This challenge was approached as an exploration effort using Jupyter Notebooks due to time constraints, so there is no "main" function/file to start the application, but the following notebooks order is advisable due to the Markdown explanation present on each notebook, as well as the creation of intermediary Parquet files during the exploration:
- data_1.ipynb
- data_2.ipynb
- data_3.ipynb
- analysis.ipynb -- This needs to be the last due to the Parquet files dependency.
It was used PySpark and SparkSQL to manipulate data similar as a regular database, and because of that some external dependency is needed before actually running the notebooks (besides actually installing Jupyter):
- Install Apache Spark, the version used was 3.2.1, downloadable here
- Set SPARK_HOME environment variable to the path of the unzipped Spark folder.
- [If on Windows] Download the following winutils.exe package, and set the HADOOP_HOME environment variable to its path.

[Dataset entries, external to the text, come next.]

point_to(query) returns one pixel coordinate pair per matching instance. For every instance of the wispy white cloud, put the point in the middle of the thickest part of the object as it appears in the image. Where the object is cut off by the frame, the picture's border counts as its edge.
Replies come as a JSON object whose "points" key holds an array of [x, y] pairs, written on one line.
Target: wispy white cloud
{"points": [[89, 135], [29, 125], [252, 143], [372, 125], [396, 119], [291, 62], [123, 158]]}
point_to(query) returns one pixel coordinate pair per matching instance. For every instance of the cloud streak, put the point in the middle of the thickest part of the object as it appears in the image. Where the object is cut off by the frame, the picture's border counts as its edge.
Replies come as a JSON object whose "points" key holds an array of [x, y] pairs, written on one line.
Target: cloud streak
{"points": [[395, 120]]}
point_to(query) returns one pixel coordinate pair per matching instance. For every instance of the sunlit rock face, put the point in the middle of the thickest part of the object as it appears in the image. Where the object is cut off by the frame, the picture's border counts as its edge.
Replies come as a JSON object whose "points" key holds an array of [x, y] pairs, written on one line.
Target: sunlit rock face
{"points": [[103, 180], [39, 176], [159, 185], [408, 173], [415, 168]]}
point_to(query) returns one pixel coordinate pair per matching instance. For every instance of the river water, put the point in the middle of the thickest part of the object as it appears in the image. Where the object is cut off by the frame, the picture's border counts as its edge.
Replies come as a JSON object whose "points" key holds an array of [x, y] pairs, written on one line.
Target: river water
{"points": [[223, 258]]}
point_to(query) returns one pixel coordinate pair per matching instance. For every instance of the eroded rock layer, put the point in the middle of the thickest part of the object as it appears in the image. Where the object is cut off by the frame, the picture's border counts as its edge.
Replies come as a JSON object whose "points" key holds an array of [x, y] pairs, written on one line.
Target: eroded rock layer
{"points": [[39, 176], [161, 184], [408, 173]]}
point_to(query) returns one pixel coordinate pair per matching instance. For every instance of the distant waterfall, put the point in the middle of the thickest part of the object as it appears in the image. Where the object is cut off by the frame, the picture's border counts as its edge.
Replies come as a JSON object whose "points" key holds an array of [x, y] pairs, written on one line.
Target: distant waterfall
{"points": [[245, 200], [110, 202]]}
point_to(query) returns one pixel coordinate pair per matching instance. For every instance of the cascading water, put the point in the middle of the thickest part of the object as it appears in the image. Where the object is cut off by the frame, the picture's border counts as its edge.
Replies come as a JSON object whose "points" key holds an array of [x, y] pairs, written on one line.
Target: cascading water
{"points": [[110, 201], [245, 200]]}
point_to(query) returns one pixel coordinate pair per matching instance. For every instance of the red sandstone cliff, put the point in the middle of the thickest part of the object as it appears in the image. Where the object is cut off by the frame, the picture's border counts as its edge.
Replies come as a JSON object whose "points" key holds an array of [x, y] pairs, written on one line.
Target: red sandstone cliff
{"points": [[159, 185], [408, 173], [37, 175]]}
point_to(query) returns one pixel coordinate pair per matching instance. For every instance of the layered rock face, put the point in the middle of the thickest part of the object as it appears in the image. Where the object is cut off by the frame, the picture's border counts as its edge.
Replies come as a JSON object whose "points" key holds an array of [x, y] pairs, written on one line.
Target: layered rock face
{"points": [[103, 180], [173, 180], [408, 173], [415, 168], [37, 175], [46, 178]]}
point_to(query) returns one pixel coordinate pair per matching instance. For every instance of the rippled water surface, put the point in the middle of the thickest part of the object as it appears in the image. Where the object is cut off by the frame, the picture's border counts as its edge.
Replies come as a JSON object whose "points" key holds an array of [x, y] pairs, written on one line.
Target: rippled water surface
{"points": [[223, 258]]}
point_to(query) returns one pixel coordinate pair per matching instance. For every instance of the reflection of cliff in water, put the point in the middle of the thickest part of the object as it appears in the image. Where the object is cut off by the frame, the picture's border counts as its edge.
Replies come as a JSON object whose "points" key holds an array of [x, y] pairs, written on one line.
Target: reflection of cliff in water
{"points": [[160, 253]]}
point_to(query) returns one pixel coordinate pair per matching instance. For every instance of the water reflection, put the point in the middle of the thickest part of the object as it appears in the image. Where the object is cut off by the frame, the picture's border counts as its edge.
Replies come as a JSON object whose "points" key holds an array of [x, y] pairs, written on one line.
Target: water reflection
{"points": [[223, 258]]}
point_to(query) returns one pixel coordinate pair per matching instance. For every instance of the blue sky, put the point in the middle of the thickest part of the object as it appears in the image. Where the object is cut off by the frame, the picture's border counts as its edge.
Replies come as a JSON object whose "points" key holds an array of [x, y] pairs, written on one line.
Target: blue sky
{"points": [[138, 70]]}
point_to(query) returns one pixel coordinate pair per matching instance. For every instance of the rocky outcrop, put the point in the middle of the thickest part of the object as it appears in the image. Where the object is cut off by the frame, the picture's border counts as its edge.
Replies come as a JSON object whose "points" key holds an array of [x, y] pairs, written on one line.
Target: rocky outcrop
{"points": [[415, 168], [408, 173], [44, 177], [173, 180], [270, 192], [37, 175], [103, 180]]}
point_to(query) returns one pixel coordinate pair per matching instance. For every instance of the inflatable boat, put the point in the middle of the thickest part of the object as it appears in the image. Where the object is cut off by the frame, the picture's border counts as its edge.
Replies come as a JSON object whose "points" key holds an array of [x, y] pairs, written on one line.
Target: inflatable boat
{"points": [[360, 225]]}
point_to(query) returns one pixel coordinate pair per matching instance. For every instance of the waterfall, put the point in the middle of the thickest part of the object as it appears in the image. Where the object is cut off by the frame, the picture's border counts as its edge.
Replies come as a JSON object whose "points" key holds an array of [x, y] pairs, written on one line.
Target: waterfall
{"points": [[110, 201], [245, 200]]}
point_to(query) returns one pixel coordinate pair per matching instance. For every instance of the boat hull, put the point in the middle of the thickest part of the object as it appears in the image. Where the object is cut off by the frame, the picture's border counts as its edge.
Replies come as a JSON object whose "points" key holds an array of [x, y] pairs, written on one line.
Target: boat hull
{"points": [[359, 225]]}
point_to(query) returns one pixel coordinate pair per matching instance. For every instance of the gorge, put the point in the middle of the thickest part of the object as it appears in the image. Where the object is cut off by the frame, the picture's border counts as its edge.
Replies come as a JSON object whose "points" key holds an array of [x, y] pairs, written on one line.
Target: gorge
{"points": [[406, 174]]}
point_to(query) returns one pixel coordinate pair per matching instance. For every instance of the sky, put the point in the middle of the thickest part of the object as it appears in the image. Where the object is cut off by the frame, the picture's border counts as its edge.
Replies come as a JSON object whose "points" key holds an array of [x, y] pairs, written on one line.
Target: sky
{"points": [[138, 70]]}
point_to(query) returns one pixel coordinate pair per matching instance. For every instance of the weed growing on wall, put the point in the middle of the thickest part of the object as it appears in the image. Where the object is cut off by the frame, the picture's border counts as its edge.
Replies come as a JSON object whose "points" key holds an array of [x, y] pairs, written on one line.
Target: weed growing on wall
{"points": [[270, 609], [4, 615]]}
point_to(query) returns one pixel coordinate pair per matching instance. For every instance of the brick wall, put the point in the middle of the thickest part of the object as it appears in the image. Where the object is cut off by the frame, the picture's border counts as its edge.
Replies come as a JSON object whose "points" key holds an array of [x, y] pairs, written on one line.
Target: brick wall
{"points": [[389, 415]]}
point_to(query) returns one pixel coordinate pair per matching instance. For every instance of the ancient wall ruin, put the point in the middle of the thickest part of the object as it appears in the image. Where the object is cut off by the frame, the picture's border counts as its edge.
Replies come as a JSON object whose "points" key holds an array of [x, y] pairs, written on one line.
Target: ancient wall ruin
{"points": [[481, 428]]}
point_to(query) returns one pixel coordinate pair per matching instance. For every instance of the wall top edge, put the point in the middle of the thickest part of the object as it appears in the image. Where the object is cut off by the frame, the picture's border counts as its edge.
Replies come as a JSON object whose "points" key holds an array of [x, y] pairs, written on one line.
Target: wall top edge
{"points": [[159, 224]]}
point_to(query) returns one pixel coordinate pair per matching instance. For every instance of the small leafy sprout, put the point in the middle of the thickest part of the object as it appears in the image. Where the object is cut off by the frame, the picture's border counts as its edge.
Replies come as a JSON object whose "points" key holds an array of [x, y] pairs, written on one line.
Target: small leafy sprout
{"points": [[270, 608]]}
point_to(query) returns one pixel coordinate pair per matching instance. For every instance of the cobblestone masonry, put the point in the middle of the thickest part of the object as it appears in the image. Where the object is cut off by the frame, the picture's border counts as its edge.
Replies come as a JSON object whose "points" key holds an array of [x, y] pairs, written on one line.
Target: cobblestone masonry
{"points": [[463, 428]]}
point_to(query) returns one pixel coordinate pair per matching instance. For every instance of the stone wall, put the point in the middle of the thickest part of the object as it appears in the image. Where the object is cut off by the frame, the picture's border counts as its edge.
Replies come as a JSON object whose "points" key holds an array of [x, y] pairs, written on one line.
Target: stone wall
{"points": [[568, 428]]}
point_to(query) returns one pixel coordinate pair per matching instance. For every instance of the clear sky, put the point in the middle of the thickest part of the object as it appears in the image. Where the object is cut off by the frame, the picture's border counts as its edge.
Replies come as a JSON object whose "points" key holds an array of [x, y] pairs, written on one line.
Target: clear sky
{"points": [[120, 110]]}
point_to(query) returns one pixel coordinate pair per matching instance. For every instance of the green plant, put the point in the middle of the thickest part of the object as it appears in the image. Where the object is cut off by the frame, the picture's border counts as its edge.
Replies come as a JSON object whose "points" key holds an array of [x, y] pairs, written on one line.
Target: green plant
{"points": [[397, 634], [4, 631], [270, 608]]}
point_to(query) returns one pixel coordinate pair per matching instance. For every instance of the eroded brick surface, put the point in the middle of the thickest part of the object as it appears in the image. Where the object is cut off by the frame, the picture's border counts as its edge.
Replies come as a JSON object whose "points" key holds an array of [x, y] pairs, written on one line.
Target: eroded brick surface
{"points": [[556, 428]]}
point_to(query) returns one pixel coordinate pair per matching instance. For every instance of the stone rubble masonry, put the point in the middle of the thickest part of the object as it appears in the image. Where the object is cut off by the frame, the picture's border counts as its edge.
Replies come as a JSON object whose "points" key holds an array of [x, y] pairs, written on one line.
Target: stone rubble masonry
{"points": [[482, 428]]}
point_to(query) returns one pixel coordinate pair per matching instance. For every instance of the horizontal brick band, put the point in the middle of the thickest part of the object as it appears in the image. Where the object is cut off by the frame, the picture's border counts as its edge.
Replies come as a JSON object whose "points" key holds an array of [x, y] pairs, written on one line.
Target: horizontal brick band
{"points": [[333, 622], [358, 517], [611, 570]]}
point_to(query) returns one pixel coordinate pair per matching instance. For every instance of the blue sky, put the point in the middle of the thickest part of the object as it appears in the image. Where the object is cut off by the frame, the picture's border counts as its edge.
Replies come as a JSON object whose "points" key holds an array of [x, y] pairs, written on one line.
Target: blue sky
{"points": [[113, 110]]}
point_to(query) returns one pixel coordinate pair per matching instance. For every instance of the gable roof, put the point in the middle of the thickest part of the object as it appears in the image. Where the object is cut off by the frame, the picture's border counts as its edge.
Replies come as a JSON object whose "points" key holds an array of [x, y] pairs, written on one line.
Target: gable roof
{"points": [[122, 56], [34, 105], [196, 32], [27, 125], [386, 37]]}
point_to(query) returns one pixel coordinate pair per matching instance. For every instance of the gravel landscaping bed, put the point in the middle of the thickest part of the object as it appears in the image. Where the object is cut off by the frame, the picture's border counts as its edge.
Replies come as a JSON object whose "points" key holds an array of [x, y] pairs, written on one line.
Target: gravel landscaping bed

The dependency of this project was managed using Poetry, but it is not a hard requirement to run these notebooks, as the project is only dependent on pyspark==3.2.1 and findspark==2.0.1 packages.
- Like mentioned, the project is structured as a collection of notebooks, but this was just because of the timeframe (see WISHLIST.md for a production-ready checklist for this project)
- It was separated on different notebooks due to the extensive need of exploration and analysis of corner cases.
- The cleaned data was persisted in Apache Parquet format to improve performance on the final notebook analysis.ipynb
- The decisions regarding every transformation, query and assumption is written as Markdown cells in all notebooks. Again, prefer to read them in order to fully understand because similar logics were not repeated on every notebook.
This a really nice challenge, in regards of the difficulty itself and for the possible improvements, such as consuming APIs or using more robust libraries or packages to, for example, analyze text and extract more data.